Critical elements of tumor-associated immune dysfunction. Although anti-tumor immunity is elicited according to the scheme outlined in figure 1, and shown in the top half of this figure, active tumor-driven immune dysfunction (boxed portion in bottom half of the figure) thwarts immune cancer elimination. Antigen presenting cells, which in the top half can activate tumor-specific immunity, can also elicit dysfunctional immune cells that turn anti-tumor immunity off, or inhibit it through subversion by tumor factors.
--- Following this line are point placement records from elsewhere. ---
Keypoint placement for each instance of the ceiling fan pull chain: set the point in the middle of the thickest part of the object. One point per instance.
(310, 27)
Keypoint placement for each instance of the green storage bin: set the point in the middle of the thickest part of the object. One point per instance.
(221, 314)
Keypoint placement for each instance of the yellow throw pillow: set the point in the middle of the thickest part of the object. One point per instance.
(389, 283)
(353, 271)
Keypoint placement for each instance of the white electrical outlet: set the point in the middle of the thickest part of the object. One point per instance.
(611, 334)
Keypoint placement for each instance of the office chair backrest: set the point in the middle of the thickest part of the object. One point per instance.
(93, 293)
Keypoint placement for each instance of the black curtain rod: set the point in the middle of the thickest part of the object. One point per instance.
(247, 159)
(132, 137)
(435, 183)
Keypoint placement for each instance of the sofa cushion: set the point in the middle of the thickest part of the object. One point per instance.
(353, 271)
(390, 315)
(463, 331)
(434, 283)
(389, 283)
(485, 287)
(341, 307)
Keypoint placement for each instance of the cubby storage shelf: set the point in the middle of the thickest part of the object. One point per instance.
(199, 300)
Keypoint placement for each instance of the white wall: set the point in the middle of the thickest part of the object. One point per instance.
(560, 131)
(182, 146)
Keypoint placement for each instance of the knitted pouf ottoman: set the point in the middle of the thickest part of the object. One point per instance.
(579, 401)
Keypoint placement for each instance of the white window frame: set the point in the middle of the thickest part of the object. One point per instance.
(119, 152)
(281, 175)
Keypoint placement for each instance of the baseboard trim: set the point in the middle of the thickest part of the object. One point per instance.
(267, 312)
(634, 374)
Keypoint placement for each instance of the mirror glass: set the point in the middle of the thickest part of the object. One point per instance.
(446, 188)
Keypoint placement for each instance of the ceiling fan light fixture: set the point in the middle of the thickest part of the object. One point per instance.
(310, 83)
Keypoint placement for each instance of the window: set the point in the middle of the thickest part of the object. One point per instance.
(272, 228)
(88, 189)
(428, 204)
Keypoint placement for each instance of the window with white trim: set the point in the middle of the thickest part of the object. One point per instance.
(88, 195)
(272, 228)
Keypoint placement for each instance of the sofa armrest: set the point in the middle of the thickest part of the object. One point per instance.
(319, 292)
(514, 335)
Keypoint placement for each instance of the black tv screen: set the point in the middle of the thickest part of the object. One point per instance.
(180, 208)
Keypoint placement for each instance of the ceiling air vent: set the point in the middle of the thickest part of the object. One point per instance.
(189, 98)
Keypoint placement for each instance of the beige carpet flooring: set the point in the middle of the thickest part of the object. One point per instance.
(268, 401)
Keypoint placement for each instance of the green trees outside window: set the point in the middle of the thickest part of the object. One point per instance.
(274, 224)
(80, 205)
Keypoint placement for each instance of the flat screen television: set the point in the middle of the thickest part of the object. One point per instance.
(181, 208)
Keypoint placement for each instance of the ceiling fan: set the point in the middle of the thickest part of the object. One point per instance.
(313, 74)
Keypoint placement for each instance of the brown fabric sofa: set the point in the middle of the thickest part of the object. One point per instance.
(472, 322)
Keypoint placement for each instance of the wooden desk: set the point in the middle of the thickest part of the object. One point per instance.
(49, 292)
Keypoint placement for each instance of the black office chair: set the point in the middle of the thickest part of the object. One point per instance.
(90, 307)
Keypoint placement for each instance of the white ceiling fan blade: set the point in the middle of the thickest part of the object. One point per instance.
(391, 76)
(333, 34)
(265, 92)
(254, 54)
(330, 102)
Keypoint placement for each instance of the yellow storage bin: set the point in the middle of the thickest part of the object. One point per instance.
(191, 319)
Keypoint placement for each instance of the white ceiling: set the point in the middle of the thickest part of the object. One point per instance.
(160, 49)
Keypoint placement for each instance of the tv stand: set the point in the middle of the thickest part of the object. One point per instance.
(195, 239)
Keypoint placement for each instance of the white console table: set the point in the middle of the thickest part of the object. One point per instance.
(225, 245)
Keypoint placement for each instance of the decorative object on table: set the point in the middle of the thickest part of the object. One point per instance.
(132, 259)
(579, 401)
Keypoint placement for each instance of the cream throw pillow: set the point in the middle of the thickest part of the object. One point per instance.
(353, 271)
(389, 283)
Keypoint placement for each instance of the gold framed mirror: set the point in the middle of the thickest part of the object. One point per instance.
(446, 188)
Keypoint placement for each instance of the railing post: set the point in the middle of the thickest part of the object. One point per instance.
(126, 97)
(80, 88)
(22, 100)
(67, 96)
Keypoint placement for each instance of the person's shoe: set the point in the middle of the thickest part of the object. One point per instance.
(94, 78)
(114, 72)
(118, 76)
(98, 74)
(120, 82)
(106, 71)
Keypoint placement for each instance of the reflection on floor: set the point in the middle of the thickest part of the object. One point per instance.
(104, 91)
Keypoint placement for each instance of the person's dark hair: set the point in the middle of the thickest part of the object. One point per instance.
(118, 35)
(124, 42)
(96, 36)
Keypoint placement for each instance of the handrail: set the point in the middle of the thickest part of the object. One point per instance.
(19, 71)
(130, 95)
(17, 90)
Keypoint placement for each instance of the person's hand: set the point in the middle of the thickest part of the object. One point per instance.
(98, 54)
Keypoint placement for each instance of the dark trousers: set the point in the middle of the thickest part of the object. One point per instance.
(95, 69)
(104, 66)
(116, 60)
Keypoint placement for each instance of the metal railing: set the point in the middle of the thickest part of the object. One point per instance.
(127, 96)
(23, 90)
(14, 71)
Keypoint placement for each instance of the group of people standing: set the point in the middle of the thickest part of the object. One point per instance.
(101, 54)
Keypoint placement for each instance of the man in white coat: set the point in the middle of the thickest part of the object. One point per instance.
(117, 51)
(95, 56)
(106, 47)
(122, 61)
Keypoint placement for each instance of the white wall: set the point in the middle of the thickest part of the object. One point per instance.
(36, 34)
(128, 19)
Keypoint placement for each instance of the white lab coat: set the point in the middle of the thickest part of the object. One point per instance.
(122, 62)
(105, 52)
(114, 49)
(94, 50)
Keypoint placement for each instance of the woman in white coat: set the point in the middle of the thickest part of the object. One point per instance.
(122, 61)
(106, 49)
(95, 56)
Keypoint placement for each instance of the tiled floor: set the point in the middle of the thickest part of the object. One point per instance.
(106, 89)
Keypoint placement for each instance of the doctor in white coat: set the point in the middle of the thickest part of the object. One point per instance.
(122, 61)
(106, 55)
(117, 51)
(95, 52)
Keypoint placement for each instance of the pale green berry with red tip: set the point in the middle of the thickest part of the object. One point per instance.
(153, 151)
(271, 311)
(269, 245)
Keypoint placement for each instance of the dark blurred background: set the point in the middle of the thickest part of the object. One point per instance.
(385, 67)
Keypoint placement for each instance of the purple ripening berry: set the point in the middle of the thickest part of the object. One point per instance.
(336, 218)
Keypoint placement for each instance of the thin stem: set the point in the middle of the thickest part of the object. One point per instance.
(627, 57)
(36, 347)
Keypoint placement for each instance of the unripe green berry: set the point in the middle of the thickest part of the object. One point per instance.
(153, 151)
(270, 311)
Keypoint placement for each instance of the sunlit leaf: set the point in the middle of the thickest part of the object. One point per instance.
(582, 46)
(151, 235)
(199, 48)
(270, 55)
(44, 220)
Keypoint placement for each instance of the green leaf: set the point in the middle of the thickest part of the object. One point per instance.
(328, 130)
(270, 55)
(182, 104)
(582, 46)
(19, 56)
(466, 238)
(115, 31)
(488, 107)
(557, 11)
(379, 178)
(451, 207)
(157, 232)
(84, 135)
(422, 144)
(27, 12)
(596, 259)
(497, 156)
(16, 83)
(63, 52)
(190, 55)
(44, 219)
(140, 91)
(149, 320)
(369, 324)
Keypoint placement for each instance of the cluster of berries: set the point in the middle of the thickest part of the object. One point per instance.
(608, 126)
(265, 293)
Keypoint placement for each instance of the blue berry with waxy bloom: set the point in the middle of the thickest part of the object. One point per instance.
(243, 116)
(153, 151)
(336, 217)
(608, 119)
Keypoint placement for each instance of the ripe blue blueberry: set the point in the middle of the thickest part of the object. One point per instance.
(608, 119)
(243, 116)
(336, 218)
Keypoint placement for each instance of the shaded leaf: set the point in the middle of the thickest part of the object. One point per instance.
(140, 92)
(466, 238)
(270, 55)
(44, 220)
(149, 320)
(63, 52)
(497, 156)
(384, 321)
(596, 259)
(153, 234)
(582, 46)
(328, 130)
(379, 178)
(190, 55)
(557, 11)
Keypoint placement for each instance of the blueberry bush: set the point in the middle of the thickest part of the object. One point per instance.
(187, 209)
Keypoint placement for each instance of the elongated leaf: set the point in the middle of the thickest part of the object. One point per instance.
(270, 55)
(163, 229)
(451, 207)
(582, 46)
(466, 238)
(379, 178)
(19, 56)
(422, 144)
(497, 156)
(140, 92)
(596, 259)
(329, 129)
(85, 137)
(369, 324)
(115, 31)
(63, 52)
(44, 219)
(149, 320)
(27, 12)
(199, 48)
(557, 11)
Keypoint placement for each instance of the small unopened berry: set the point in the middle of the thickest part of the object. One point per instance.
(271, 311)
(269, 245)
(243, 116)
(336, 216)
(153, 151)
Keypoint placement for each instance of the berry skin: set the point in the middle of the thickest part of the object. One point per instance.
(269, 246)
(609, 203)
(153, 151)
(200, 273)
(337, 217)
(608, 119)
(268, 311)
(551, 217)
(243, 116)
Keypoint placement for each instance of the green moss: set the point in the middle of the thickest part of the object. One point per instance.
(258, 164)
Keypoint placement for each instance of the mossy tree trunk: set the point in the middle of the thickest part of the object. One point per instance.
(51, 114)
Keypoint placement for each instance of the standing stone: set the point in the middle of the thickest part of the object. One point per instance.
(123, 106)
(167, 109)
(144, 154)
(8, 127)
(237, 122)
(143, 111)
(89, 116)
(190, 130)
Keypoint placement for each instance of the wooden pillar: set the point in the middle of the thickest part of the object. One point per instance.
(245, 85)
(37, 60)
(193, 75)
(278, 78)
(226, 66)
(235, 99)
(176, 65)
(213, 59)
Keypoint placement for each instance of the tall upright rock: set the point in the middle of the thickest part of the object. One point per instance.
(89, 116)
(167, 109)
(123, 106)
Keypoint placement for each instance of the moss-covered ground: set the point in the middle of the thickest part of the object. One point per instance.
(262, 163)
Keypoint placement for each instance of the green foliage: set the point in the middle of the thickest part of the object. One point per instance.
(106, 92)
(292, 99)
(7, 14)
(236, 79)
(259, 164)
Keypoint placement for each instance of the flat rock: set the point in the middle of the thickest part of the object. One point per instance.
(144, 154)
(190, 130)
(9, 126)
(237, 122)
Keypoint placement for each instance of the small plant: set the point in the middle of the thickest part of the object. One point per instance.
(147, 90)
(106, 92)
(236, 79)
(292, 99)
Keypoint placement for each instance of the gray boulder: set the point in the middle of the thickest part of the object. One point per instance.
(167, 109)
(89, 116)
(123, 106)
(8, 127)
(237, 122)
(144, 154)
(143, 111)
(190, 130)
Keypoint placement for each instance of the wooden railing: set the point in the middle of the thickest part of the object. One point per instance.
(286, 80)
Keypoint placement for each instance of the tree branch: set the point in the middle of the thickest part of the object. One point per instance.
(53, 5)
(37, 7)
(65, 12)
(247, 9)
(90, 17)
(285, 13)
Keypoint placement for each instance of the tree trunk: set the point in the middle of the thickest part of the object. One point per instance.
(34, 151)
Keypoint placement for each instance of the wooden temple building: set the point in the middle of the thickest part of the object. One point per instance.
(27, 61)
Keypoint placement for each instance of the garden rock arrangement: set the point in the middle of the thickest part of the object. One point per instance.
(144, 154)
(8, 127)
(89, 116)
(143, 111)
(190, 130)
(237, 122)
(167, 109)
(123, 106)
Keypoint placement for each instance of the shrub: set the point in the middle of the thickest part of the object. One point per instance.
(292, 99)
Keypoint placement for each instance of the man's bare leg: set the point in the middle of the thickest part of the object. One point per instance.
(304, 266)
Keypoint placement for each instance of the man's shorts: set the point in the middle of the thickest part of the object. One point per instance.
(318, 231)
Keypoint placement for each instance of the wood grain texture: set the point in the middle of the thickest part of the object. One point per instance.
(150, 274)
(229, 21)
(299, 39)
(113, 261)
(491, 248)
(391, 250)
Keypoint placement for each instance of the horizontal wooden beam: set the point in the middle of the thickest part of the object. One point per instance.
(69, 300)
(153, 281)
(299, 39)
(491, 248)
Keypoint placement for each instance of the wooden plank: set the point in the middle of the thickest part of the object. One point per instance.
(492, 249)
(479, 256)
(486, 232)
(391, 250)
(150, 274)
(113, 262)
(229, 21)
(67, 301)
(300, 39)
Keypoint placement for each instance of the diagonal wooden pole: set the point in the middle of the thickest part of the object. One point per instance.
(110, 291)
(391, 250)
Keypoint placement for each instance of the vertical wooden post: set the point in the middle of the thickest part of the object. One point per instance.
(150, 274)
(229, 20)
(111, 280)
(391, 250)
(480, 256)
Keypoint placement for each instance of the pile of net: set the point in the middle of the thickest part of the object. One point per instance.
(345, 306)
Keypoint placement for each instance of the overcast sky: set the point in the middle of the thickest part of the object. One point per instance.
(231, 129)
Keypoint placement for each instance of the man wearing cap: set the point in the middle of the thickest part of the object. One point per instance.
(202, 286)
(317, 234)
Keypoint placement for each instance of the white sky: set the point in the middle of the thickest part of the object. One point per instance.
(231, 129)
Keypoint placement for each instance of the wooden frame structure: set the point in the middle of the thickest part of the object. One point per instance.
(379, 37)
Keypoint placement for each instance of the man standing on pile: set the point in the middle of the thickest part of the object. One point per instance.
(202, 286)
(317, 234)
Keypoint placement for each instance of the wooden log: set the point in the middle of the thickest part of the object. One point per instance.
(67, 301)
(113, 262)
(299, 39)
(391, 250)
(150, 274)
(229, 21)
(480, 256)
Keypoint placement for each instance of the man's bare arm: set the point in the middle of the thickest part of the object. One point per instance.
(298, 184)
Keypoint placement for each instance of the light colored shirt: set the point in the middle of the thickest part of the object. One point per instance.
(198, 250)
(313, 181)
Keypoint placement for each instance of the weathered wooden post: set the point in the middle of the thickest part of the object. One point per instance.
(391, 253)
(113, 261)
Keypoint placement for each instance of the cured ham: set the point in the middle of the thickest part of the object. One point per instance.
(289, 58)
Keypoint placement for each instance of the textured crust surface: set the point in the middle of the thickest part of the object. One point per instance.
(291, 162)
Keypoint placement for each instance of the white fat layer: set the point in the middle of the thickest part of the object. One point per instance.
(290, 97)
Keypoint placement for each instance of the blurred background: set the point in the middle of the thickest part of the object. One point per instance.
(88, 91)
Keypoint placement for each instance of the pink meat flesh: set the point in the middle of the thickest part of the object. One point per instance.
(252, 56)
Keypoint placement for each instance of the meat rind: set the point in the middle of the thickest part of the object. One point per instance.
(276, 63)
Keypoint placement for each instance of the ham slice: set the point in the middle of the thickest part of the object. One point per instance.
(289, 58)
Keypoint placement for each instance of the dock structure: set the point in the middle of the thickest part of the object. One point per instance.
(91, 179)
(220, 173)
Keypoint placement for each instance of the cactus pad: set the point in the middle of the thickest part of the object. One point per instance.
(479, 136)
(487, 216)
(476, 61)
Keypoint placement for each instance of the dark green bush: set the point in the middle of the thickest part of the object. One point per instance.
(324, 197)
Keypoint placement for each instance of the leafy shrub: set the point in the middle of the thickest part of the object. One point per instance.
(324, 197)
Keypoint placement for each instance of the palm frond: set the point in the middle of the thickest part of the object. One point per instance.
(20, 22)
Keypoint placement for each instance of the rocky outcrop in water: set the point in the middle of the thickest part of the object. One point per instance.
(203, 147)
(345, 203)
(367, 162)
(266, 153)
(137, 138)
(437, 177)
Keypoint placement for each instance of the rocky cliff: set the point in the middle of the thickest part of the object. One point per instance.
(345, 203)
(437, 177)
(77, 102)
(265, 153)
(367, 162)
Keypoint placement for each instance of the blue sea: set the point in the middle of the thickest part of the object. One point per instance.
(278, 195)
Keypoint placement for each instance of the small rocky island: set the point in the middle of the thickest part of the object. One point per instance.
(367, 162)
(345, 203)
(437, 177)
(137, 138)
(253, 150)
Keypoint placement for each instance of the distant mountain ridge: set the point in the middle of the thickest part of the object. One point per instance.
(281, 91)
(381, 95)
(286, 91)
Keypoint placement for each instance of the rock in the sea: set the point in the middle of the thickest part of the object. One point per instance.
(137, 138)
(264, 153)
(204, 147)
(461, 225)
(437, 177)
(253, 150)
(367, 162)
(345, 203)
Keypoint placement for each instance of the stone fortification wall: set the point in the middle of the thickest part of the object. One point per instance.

Factors responsible for this dysfunction can derive from the tumor itself, or from local stroma or immune cells. These agents include immune suppressive vascular endothelial growth factor (VEGF), transforming growth factor (TGF)-β and interleukin (IL)-10. These molecules can directly inhibit immunity, such as the ability of TGF-β, IL-10 or VEGF to inhibit T cell activation, or can indirectly elicit other dysfunctional cells. In this latter instance, tumor IL-10 or VEGF can promote antigen presenting cells to express B7-H1, an immune molecule that can directly inhibit T cells, or promote generation of regulatory T cells (Tregs) that inhibit anti-tumor immunity. Novel strategies to overcome these complex and potent tumor-driven active defenses against anti-tumor immunity represent major new opportunities to improve the efficacy of anti-tumor immunotherapy. Figure adapted from (Curiel, 2007).